Billy Costigan: Do you lie?
Psychiatrist: Why? Do you?
Billy Costigan: No, I’m asking if you lie.
Psychiatrist: Honesty is not synonymous with truth.
Billy Costigan: Yeah, you lie [laughing to himself]. You lie. Is it to do some good, to get somewhere personally… or, what, just for the fuck of it?
Psychiatrist: Well, I expect that some people do it to keep things on an even keel.
Billy Costigan: So you had a parent who was a drunk.
Psychiatrist: Did you?
Billy Costigan: No.
Psychiatrist: Let’s keep it with you.Talk about how you feel.

(you can watch the scene here)

Did we ever stop to wonder whether Honesty and Truth were the same thing?

So I researched the question, and according to the Oxford dictionary, this is what can be said of both;

Truth: “That which is true or in accordance with fact or reality”
Honesty: “The original sense was ‘honour, respectability’, later ‘decorum, virtue, chastity'”, “The quality of being honest”

Not exactly helpful so I went on and researched the meaning of the word ‘honest’. One can read: 

“Free of deceit; truthful and sincere”. “Morally correct or virtuous”.

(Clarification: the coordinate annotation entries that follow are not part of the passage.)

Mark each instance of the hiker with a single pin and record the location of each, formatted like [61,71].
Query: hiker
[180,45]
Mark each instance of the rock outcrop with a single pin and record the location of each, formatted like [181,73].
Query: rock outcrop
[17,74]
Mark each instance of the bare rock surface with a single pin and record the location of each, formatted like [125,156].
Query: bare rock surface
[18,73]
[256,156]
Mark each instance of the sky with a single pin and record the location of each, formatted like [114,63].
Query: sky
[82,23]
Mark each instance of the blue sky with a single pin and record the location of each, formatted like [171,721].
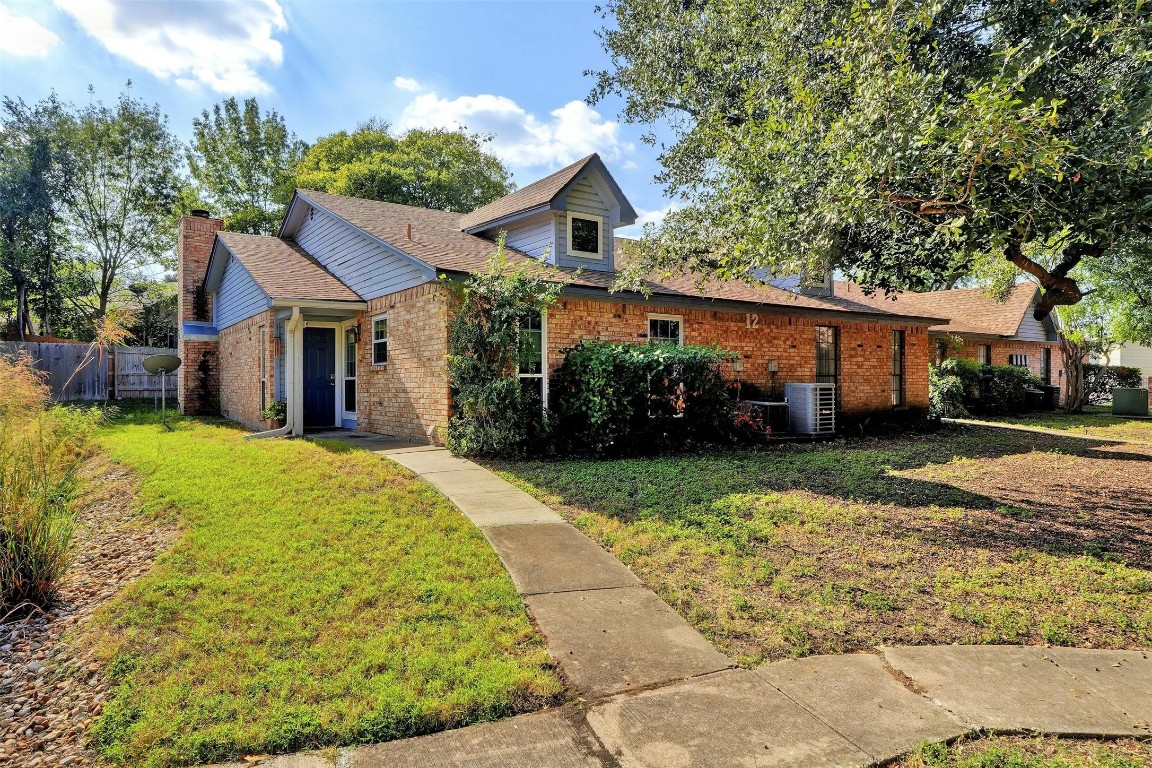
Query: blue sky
[514,69]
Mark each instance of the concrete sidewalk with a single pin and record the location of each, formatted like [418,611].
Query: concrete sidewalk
[652,692]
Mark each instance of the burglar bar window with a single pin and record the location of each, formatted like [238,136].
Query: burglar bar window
[531,355]
[897,369]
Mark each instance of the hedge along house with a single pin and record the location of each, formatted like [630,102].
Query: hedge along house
[345,313]
[984,328]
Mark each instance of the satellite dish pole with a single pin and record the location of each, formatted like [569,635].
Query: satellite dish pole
[160,365]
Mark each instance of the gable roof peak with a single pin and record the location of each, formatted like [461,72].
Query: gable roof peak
[542,194]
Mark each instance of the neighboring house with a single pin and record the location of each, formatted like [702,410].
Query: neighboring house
[1132,356]
[983,328]
[345,314]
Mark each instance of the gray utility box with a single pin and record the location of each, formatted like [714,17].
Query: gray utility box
[811,408]
[1129,402]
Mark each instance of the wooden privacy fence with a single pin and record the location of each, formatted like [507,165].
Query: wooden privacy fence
[116,374]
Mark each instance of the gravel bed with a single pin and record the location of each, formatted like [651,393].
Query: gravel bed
[51,690]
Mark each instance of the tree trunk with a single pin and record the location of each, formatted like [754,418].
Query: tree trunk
[1075,396]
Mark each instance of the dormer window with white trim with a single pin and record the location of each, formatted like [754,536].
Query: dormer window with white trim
[584,236]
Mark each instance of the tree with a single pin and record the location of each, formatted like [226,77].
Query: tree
[243,164]
[36,179]
[448,170]
[127,181]
[906,143]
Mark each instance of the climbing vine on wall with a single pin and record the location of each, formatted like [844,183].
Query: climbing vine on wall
[493,413]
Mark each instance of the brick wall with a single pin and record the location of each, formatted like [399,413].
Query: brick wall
[865,348]
[970,350]
[408,396]
[240,369]
[197,236]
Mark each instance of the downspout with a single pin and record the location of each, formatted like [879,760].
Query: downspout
[289,375]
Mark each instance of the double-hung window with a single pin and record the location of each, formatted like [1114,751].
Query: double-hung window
[666,329]
[530,364]
[897,369]
[584,236]
[380,340]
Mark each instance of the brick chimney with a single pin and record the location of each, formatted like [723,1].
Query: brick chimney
[199,374]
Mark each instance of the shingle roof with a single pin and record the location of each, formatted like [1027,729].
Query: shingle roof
[533,196]
[969,310]
[282,270]
[438,242]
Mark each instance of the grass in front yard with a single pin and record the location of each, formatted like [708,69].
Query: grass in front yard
[967,535]
[1096,420]
[317,595]
[1024,752]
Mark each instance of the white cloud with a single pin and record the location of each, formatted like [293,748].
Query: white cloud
[218,45]
[521,138]
[408,84]
[21,36]
[646,217]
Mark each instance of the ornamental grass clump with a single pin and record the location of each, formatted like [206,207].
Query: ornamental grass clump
[40,451]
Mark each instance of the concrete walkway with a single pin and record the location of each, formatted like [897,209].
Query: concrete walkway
[1056,433]
[652,692]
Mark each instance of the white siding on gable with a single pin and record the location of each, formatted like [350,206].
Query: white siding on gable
[355,259]
[583,198]
[239,297]
[533,236]
[1032,329]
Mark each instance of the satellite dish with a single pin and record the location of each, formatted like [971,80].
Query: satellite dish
[156,364]
[159,365]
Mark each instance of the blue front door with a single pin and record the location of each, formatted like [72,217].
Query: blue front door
[319,377]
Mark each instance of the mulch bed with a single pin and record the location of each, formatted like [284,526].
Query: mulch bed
[50,691]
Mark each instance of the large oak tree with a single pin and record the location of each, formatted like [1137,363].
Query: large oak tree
[436,168]
[909,143]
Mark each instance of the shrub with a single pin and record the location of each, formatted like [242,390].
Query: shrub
[493,412]
[1003,389]
[948,388]
[275,411]
[40,450]
[630,398]
[960,388]
[1099,381]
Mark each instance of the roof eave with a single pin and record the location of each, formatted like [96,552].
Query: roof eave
[508,219]
[280,302]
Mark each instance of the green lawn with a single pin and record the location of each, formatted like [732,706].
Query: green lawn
[967,535]
[1022,752]
[317,595]
[1096,421]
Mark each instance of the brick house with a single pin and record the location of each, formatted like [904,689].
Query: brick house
[983,328]
[345,313]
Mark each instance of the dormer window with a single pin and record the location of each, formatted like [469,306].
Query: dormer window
[584,236]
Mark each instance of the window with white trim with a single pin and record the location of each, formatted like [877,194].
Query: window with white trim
[350,369]
[666,329]
[530,365]
[584,236]
[380,340]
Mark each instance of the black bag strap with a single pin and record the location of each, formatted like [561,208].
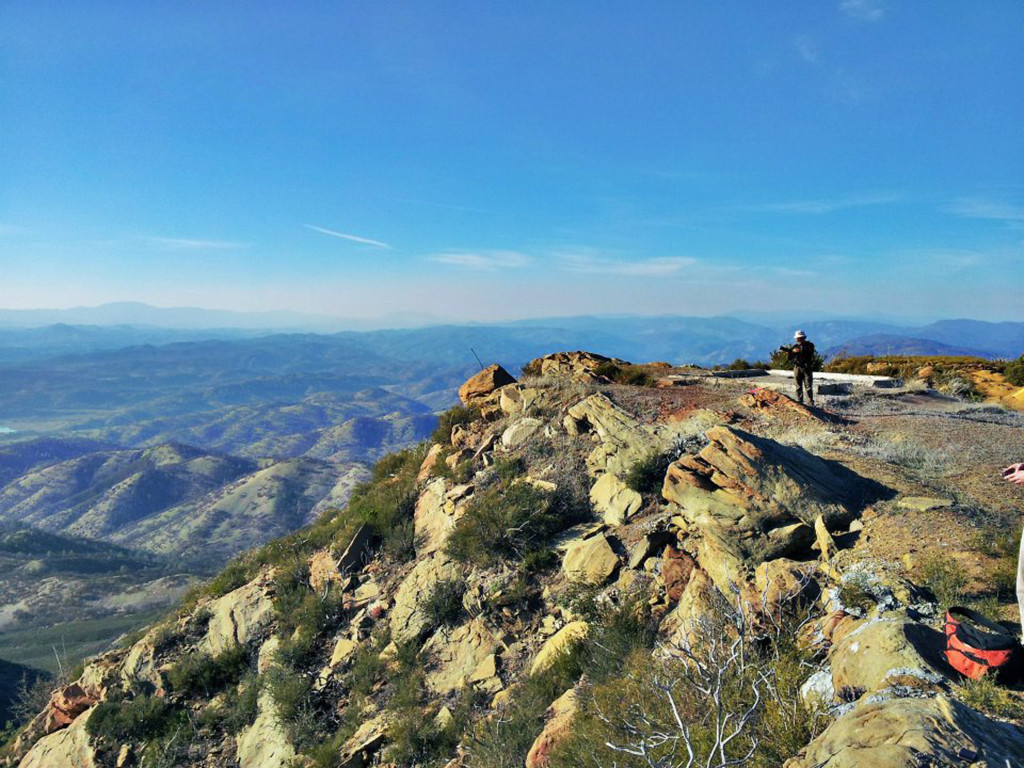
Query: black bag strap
[971,633]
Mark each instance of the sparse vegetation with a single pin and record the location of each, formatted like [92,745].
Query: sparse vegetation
[510,521]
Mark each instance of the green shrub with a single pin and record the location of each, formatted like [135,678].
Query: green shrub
[647,475]
[1014,372]
[142,718]
[199,674]
[442,604]
[509,522]
[944,577]
[450,419]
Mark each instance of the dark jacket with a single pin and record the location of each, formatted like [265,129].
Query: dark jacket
[802,354]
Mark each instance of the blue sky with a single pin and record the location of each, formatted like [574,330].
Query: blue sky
[480,160]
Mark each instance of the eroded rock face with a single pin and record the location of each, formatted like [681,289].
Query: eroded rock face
[464,655]
[578,365]
[938,732]
[613,500]
[590,560]
[409,621]
[885,651]
[483,384]
[758,495]
[559,716]
[622,439]
[558,644]
[240,615]
[69,748]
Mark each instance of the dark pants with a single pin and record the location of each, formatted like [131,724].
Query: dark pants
[805,380]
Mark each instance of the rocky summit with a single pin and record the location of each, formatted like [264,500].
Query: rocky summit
[576,571]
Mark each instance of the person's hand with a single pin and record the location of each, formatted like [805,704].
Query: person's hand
[1014,473]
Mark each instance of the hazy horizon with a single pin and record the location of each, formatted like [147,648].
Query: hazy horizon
[853,157]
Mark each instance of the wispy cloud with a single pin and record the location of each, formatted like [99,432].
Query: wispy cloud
[188,244]
[863,10]
[976,208]
[592,263]
[349,238]
[484,260]
[825,205]
[807,49]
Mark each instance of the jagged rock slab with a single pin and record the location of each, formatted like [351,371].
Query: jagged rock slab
[938,732]
[757,495]
[622,439]
[409,621]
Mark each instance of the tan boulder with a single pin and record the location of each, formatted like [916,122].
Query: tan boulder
[559,720]
[622,439]
[590,560]
[462,656]
[578,365]
[888,650]
[433,519]
[558,644]
[938,732]
[68,748]
[613,500]
[265,742]
[430,461]
[520,432]
[240,615]
[408,619]
[677,566]
[761,496]
[483,384]
[700,601]
[360,749]
[324,571]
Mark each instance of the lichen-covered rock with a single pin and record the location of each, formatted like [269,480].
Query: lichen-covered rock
[239,616]
[613,500]
[590,560]
[409,621]
[622,439]
[462,655]
[520,432]
[483,384]
[556,728]
[760,496]
[69,748]
[885,651]
[558,644]
[937,732]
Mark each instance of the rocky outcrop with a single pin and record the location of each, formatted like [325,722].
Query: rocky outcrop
[884,651]
[578,365]
[69,748]
[622,439]
[910,732]
[754,499]
[483,384]
[590,560]
[409,622]
[239,616]
[613,500]
[558,644]
[556,728]
[465,655]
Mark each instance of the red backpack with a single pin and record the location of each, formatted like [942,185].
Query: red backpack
[975,645]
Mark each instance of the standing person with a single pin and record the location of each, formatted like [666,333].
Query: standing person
[801,354]
[1015,474]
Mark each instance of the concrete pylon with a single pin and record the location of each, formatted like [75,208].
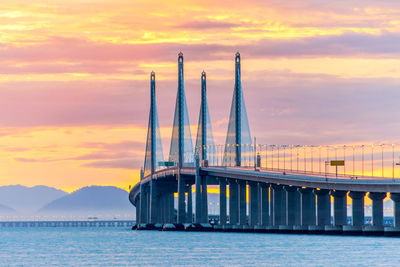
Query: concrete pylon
[339,207]
[254,203]
[222,201]
[264,204]
[233,202]
[396,209]
[323,207]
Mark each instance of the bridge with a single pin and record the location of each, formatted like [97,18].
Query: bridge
[262,187]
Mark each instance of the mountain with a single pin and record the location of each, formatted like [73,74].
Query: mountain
[4,210]
[91,201]
[27,200]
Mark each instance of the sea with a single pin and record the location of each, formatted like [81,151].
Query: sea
[120,246]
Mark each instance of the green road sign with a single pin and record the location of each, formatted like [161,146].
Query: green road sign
[337,162]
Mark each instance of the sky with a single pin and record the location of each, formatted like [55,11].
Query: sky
[74,78]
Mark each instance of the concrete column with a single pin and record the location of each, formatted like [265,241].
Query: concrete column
[166,207]
[323,207]
[233,202]
[143,204]
[137,207]
[222,201]
[339,207]
[377,208]
[181,198]
[160,208]
[297,208]
[198,197]
[396,209]
[189,218]
[277,204]
[153,201]
[147,194]
[283,207]
[172,207]
[253,204]
[242,203]
[264,204]
[357,213]
[204,200]
[290,205]
[307,207]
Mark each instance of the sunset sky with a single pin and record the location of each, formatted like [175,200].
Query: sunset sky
[74,78]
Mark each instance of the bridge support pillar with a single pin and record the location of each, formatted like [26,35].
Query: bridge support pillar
[242,202]
[137,208]
[160,209]
[264,204]
[204,201]
[143,204]
[154,206]
[396,209]
[189,218]
[276,205]
[233,202]
[181,198]
[377,208]
[357,213]
[339,207]
[222,201]
[254,203]
[197,195]
[307,207]
[297,208]
[171,207]
[323,207]
[166,207]
[291,205]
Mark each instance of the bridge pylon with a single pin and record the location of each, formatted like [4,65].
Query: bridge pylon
[238,138]
[154,158]
[181,150]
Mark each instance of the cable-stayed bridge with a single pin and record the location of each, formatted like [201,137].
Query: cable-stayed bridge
[262,187]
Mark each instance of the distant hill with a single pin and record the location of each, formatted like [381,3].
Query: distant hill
[4,210]
[27,200]
[91,201]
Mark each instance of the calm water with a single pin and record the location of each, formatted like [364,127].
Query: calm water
[121,246]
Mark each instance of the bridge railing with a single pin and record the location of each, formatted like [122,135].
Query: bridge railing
[357,161]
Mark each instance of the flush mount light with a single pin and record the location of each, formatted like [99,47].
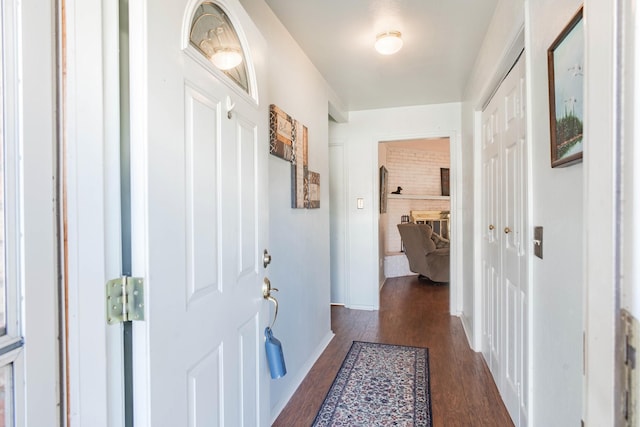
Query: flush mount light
[389,42]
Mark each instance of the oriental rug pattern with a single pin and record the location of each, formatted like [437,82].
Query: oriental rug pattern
[379,385]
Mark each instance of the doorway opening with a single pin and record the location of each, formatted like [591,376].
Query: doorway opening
[414,188]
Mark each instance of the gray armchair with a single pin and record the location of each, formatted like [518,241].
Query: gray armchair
[428,253]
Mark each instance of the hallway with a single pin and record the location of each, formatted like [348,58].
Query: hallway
[416,313]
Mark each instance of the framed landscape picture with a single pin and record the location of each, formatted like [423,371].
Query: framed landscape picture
[566,96]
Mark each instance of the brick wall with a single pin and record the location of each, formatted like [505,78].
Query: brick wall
[418,173]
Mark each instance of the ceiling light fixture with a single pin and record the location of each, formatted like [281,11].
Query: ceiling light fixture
[389,42]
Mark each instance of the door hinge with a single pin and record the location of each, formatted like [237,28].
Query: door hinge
[630,381]
[125,299]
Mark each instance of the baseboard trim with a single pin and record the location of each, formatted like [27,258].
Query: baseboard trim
[466,328]
[279,406]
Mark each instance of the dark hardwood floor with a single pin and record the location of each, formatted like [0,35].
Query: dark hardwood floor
[412,312]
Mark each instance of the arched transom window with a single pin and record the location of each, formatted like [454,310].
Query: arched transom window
[214,36]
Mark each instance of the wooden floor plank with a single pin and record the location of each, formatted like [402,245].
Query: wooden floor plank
[412,312]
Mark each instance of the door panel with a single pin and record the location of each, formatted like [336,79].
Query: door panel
[504,183]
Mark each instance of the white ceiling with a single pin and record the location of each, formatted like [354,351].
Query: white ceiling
[441,40]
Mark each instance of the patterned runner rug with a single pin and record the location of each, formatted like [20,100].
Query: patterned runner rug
[379,385]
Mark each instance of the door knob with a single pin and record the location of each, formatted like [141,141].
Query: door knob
[266,258]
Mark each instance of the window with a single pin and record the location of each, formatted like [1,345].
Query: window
[213,35]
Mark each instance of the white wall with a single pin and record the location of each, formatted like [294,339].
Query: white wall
[361,136]
[600,174]
[558,286]
[299,238]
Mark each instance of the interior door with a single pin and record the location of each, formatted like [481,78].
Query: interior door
[513,236]
[505,302]
[491,255]
[198,160]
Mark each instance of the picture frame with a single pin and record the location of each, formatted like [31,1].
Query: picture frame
[383,189]
[565,59]
[282,134]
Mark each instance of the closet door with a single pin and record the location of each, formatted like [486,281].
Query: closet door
[505,302]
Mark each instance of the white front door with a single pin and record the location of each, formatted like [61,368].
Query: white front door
[198,164]
[505,302]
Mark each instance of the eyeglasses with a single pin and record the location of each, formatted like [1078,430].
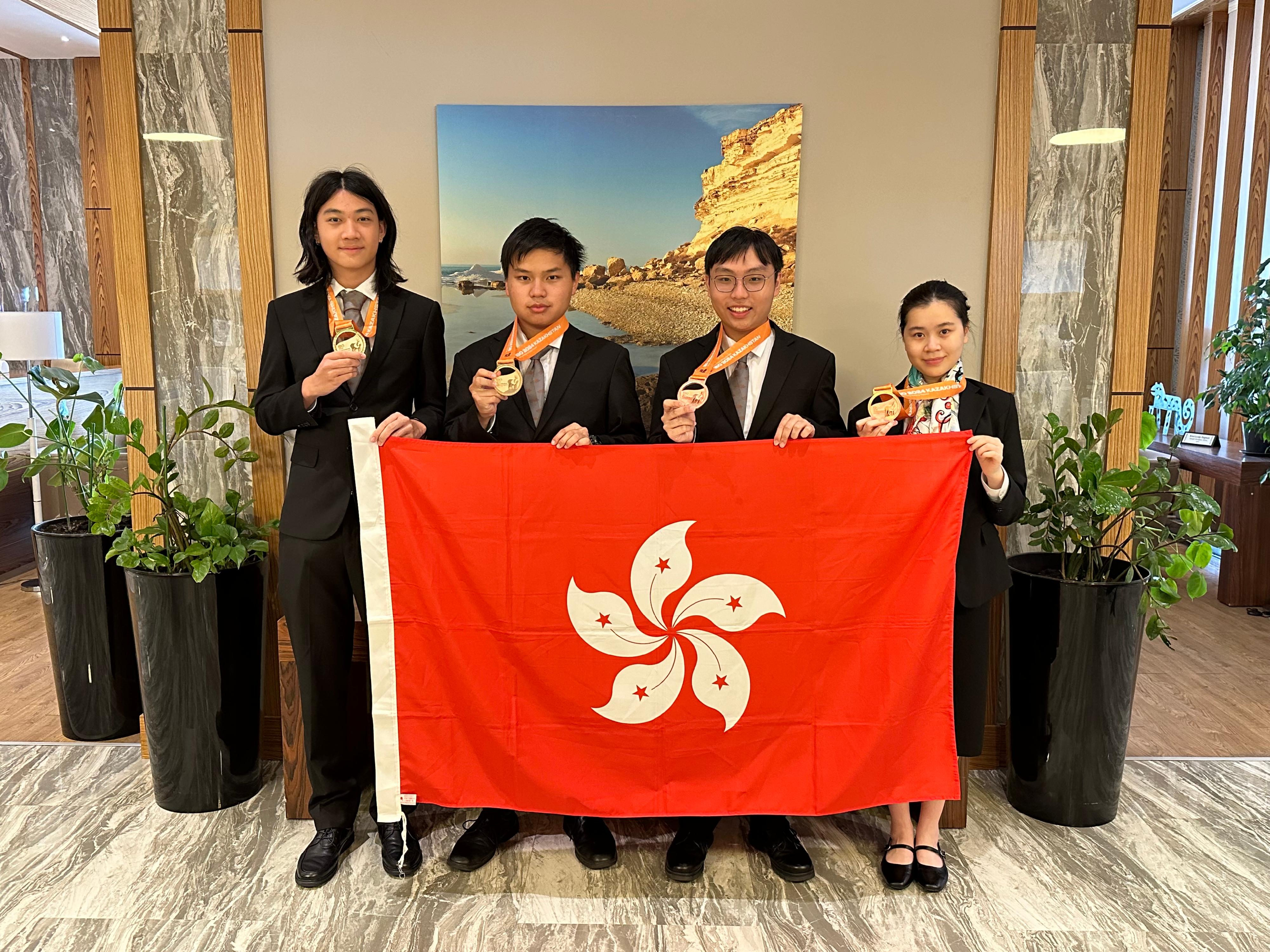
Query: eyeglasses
[727,284]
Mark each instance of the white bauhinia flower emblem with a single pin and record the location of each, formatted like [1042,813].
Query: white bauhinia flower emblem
[645,692]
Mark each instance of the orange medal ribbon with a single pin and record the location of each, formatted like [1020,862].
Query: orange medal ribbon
[507,378]
[344,333]
[694,392]
[896,404]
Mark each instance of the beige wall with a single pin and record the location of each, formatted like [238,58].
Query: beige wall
[899,124]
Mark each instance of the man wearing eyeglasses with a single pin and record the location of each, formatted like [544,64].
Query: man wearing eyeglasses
[761,383]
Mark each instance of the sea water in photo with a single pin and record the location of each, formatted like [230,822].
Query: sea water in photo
[478,313]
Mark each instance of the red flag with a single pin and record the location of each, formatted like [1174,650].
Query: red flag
[666,630]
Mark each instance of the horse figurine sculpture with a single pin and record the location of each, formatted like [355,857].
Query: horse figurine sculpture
[1170,411]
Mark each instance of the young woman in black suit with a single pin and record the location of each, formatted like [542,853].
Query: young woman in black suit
[935,324]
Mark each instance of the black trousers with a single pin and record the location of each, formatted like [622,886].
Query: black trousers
[318,585]
[970,677]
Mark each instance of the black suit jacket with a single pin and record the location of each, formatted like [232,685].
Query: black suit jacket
[799,381]
[981,562]
[404,374]
[592,385]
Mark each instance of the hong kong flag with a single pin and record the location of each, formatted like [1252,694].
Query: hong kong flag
[665,630]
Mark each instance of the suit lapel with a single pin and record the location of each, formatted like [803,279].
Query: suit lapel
[519,400]
[573,345]
[314,309]
[778,370]
[388,324]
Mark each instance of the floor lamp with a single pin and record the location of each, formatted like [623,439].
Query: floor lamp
[32,337]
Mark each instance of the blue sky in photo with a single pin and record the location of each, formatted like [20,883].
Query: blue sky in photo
[623,180]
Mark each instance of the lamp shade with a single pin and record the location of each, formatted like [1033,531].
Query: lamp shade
[31,336]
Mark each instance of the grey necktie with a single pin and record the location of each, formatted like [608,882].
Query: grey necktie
[354,303]
[740,387]
[535,387]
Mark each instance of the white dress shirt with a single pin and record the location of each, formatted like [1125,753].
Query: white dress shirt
[759,360]
[548,357]
[366,288]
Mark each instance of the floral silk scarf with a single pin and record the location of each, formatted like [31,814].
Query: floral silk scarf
[934,416]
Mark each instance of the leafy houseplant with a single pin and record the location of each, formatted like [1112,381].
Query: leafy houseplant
[1117,549]
[1245,388]
[82,453]
[1125,525]
[197,582]
[197,536]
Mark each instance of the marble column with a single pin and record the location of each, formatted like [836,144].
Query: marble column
[62,200]
[17,238]
[1075,204]
[191,211]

The way I’ve come to understand it, it is better to be honest  than truthful (although the previous definition confounds the terms). Why? In considering that ‘truth’ means “in accordance with fact or reality”, one comes to realize that the virtue of one’s conduct may sometimes require a choice opposed to truth. That is not to advocate lying… But I guess sometimes omission, and perhaps even lying, can be part of a behaviour which is still free of deceit (or maybe it would be more accurate to say malice, I’m not entirely certain). Honesty, as I comprehend it, is a closer parent to authenticity, more akin to ‘internal consistency’. That’s the nuance which can be still contained within the definition of a person’s ‘moral conduct’.

I guess it’s simpler to grasp with an example…

Let’s see…

(It would be so easy to use the movie The Departed as an example, but I don’t want to spoil the story for those who haven’t seen it… Tough choices).

A person can say the truth and yet be dishonest in its conduct. He or she believes it is wrong to smoke/cheat, but within his behaviour, this person smokes/cheats.

The fact is, this person is telling the truth in saying they believe that smoking or cheating is wrong, whilst being dishonest and hypocritical because they still engage in the behaviour. Thus, the person is being deceitful.

Then again, there is another layer to this concept of honesty, and explored masterfully by Oscar Wilde in ‘The Importance of Being Earnest’.

For that, I like a passage I read on sparknotes.com:

“Earnestness, which implies seriousness or sincerity, is the great enemy of morality in The Importance of Being Earnest. Earnestness can take many forms, including boringness, solemnity, pomposity, complacency, smugness, self-righteousness, and sense of duty, all of which Wilde saw as hallmarks of the Victorian character.”

and a bit further…

“For Wilde, the word earnest comprised two different but related ideas: the notion of false truth and the notion of false morality, or moralism. The moralism of Victorian society—its smugness and pomposity—impels Algernon and Jack to invent fictitious alter egos so as to be able to escape the strictures of propriety and decency. However, what one member of society considers decent or indecent doesn’t always reflect what decency really is. One of the play’s paradoxes is the impossibility of actually being either earnest (meaning “serious” or “sincere”) or moral while claiming to be so. The characters who embrace triviality and wickedness are the ones who may have the greatest chance of attaining seriousness and virtue.”

 

Therefore my reasoning is as such: like the psychiatrist in The Departed, I am forced to admit “honesty is not synonymous with truth”. One may lie and remain an honest person or conversely tell the truth and be dishonest. Yet it also seems that earnestness or sincerity, even as part of an honest conduct, may be less than virtuous, for “what one member of society considers decent or indecent doesn’t always reflect what decency really is”, which in short means that internal consistency does not necessarily mean that a person behaves in a manner respectful toward others. Indeed, sometimes it is too easy to be sincere.

So I guess I’ve come to this conclusion:

Morality is a rather intractable thing.